Cerca de nueve misiones internacionales, aunque la más importante fue la de la Organización de Estados Americanos (OEA) y de la Unión de Naciones Suramericanas (Unasur), llegaron al país para seguir de cerca los comicios en apego a la normativa legal vigente para estos eventos.
Los observadores destacaron el desempeño del Tribunal Supremo Electoral (TSE), aunque la misión de la OEA calificó de lenta la publicación de los resultados oficiales, un aspecto que está vinculado con la normativa vigente, que otorga siete días para la entrega del veredicto.
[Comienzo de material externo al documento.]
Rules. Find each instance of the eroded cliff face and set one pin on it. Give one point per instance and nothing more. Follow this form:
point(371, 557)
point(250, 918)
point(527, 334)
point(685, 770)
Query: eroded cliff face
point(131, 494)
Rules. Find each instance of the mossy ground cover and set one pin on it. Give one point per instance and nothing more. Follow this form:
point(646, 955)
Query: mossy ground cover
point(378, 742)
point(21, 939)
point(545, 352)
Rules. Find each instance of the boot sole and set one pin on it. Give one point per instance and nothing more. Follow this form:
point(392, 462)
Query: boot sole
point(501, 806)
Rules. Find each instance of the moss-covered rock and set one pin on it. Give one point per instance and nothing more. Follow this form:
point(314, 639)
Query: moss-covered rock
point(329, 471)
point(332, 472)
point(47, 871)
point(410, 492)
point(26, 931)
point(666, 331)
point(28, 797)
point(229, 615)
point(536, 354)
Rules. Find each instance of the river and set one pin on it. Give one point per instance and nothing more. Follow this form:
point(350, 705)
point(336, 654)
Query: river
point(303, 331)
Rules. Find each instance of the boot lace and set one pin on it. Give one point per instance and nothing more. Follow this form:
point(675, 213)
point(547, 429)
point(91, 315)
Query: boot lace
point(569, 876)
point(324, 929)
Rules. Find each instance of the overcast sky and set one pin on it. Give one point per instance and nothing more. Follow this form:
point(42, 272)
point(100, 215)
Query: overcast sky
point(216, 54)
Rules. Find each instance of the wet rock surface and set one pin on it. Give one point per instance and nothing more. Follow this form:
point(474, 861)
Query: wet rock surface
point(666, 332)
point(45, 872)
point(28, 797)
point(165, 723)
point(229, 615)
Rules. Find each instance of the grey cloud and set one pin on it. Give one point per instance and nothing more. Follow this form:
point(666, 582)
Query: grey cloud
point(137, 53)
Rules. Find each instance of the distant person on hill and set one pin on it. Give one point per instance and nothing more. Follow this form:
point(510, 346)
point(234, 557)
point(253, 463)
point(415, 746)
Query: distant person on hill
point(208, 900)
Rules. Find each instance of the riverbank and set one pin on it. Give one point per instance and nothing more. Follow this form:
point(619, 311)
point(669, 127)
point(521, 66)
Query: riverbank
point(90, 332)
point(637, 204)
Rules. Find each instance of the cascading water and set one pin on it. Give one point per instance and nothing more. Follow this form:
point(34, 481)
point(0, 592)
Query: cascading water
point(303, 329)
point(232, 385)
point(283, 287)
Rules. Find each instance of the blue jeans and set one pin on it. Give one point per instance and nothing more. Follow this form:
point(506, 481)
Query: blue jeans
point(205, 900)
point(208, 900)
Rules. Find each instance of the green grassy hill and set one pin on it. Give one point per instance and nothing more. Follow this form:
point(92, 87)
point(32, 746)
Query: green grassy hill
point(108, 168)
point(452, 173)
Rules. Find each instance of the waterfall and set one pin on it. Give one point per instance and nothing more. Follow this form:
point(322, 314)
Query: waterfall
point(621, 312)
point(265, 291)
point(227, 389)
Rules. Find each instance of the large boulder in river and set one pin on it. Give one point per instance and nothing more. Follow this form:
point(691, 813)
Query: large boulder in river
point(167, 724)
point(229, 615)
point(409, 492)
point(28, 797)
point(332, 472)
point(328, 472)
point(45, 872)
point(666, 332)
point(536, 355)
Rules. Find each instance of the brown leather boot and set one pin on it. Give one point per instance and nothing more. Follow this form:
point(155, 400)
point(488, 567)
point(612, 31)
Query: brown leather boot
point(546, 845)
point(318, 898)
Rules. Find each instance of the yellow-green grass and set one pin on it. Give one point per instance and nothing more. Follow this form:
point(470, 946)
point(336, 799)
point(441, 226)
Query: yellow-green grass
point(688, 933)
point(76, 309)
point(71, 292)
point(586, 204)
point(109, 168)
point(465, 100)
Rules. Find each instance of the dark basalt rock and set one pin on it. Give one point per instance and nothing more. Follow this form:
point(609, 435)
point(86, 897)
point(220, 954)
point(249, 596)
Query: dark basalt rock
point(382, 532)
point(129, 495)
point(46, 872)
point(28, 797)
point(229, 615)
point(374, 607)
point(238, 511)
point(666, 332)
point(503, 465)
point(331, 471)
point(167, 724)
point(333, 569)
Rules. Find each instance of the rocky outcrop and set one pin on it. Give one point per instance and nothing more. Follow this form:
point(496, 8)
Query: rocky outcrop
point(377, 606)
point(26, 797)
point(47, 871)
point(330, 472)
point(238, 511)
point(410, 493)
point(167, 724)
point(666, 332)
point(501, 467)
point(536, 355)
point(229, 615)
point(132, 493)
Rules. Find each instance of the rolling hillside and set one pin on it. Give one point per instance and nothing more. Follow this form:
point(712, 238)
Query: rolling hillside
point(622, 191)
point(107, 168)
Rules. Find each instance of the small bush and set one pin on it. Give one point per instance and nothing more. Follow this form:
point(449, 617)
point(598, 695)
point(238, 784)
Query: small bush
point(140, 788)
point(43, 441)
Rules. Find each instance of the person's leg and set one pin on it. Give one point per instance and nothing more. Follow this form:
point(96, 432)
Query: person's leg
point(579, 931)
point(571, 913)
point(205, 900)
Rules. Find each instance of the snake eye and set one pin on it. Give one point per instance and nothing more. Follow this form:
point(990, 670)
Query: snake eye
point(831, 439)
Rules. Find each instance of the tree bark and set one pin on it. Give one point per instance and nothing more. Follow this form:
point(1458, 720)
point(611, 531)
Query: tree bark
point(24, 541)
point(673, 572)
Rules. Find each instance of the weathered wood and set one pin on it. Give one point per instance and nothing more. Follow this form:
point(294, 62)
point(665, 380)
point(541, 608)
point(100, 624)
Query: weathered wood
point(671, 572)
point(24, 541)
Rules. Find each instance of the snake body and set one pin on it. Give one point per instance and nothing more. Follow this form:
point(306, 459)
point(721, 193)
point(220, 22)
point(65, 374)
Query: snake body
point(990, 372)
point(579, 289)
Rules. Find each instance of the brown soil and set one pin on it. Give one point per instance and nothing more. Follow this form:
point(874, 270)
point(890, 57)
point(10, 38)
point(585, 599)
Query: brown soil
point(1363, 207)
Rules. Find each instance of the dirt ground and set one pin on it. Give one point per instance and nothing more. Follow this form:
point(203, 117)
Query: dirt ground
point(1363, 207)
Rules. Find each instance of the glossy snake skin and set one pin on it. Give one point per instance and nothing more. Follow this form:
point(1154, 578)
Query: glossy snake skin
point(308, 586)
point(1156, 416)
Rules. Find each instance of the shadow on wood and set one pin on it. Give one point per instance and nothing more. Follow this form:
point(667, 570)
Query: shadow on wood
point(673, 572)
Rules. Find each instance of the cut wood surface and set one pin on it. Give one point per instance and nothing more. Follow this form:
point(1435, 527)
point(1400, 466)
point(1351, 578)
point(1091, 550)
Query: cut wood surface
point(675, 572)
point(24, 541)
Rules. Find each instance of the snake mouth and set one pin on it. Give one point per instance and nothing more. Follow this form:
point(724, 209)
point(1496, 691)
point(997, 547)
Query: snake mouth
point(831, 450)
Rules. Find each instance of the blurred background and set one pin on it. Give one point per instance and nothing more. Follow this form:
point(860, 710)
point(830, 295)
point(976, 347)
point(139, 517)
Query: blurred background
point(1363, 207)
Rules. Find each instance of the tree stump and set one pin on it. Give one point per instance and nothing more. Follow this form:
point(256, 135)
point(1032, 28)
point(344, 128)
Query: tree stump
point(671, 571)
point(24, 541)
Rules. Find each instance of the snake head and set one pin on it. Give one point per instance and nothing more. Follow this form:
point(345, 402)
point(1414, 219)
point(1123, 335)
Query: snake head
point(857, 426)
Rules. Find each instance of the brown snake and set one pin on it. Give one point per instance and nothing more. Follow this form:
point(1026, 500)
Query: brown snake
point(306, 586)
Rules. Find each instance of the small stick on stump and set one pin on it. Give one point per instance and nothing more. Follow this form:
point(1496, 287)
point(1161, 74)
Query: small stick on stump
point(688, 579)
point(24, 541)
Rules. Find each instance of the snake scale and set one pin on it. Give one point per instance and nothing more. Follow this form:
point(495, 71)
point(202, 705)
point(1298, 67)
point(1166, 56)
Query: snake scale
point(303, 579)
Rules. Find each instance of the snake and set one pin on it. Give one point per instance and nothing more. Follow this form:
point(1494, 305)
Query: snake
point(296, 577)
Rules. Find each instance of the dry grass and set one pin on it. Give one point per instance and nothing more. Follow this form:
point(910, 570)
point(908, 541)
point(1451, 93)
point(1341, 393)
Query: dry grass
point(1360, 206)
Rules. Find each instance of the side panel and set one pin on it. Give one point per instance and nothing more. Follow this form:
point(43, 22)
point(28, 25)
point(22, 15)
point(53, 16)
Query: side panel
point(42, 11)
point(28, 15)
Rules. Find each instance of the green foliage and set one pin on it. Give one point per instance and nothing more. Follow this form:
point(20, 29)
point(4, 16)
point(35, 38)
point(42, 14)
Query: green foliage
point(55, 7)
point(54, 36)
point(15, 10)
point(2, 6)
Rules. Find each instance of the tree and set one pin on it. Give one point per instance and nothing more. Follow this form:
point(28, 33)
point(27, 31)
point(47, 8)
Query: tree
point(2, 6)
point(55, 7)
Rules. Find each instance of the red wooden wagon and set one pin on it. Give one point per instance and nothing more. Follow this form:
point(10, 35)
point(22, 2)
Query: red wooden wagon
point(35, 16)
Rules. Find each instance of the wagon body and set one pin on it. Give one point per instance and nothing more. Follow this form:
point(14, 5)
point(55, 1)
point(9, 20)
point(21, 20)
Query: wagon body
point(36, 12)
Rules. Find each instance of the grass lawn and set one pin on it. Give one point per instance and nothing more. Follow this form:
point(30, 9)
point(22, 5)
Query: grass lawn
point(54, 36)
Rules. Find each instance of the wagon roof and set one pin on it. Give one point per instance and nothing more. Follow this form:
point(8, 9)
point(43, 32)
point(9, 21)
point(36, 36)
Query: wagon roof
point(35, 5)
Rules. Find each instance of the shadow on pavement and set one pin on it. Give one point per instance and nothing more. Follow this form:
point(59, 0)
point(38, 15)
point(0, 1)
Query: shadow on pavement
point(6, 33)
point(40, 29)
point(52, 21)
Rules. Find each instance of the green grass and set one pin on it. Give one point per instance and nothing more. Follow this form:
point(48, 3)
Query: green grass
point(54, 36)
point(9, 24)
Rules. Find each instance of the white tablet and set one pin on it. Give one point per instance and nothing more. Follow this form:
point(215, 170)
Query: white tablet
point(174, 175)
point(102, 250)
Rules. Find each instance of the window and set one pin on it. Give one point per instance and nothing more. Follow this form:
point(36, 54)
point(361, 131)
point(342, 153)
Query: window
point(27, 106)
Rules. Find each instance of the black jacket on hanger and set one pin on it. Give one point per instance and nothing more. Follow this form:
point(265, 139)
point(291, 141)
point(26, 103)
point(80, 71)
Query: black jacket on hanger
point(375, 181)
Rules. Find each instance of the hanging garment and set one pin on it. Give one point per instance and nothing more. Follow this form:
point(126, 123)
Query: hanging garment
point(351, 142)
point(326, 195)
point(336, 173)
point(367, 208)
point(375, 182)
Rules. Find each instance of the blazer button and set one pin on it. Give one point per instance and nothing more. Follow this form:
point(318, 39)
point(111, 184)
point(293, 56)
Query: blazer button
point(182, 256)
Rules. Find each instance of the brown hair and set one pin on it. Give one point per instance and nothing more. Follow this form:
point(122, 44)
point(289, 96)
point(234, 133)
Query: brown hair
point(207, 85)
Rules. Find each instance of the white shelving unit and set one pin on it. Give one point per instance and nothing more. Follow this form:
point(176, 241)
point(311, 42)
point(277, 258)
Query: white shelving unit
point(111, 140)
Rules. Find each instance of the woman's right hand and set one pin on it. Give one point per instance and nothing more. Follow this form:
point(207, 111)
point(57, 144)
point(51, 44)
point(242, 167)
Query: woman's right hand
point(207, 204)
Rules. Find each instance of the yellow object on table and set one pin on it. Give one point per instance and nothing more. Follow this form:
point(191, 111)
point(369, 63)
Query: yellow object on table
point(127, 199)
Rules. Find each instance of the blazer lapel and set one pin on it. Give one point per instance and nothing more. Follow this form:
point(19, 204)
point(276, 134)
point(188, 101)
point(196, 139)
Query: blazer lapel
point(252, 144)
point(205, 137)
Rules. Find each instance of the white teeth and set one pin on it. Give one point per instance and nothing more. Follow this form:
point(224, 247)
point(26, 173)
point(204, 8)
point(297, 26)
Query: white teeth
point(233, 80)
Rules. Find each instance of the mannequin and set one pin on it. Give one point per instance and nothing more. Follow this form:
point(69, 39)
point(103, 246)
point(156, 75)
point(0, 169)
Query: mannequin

Ante ello, el organismo americano sugirió hacer modificaciones en la legislación de modo que el cómputo sea mucho más veloz, considerando la posibilidad, siempre deseable, de que los resultados se entreguen el mismo día de la votación.
El TSE rechazó la calificación de la OEA, puesto que entregó el cómputo 52 horas después de iniciadas las tareas del recuento. Un récord en la historia de la joven democracia del país que, sin embargo, debe mejorarse aún más para dar certidumbre y reducir al máximo la susceptibilidad sobre la transparencia electoral.